Wind data shows that, as of May 15, more than 300 QDIIs have issued fund premium risk warning announcements in the year. Especially since May, the relevant announcements have reached the level of "daily change". In addition to the theme of bulk commodities, most products are concentrated in the United States, Japan and other stock markets, accounting for nearly 70%.

However, as China's economy continues to recover, the foundation for high-quality development of the capital market is consolidated, the asset valuation adjustment is fully cost-effective, and the investment environment continues to optimize and other positive factors are verified and strengthened, it has become an indisputable fact that China's equity market has more opportunities than challenges. The return of a large amount of capital to domestic assets will form a joint force with the stock capital, further promoting the return of the value of A-shares and Hong Kong shares.
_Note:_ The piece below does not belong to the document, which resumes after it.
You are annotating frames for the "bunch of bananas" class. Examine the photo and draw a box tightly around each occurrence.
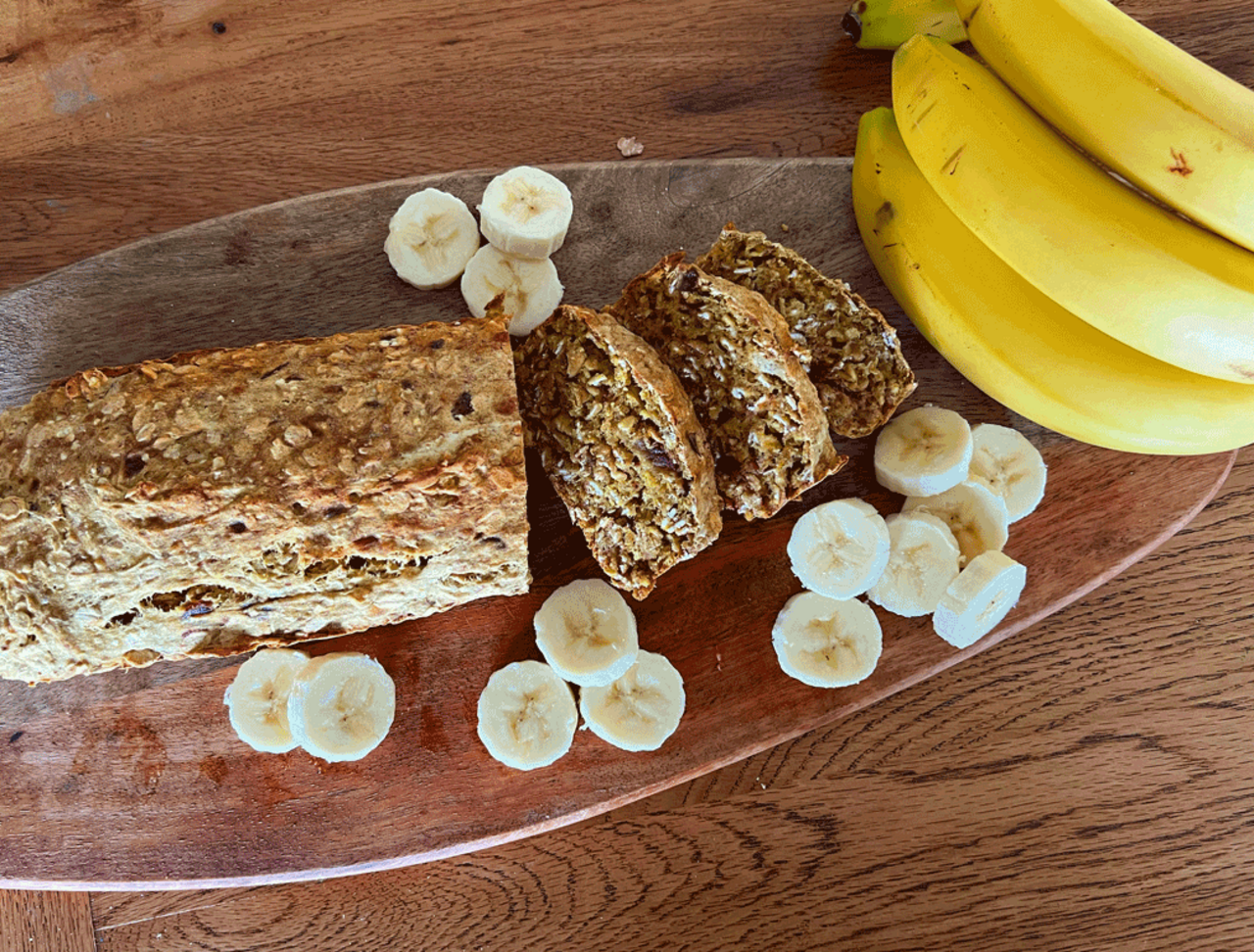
[852,0,1254,454]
This, to some extent, explains the consideration that QDII fund managers have been singing about more domestic assets and choosing to allocate more Hong Kong shares. According to the statistics of Guojin Securities Research Institute, in the first quarter, the number of Hong Kong equity theme funds (including Hong Kong equity QDII funds and Shanghai Hong Kong Shenzhen funds) in which the market value of publicly offered investment in Hong Kong shares accounted for more than 30% of the fund's net asset value reached 265, an increase of 12 from the previous quarter, with a total scale of 295.1 billion yuan. Among them, the proportion of Hong Kong stock positions of "Hong Kong Stock Connect High Hong Kong Stock" and "Hong Kong Stock Connect AH Balance" funds reached a new high in recent three years, reaching 81% and 39% respectively; The position of Hong Kong stocks in the category of "Hong Kong stocks QDII high Hong Kong stocks" also rose to 76%. In addition, there are some QDII funds within the scope of the fund contract that can hold a large proportion of U.S. stocks. By the end of the first quarter, the position of Hong Kong stocks had reached more than 80%, while the position of U.S. stocks had dropped to about 4%. Many top public fund managers said frankly that the time and space for adjustment of the domestic stock market has been long enough and deep enough, and the valuation is at a relatively low historical level. Overseas liquidity is expected to be improved in the second half of 2024, and there are still many high-quality domestic assets to be tapped. While focusing on increasing positions in the medium and short term strategy, we will also pay attention to the rhythm in tactics.

Nevertheless, the original purpose of QDII fund products is to provide domestic investors with more diversified investment tools. In the face of the current market situation, public funds should comprehensively strengthen their professional ability and be brave to be value discoverers in the capital market; Enhance the international vision and overall concept, better grasp the development law and underlying logic of the capital market, improve the level of strategic decision-making and professional service ability, provide comprehensive solutions based on long-term interests and short-term needs of investors, and effectively improve the sense of gain of fund investors.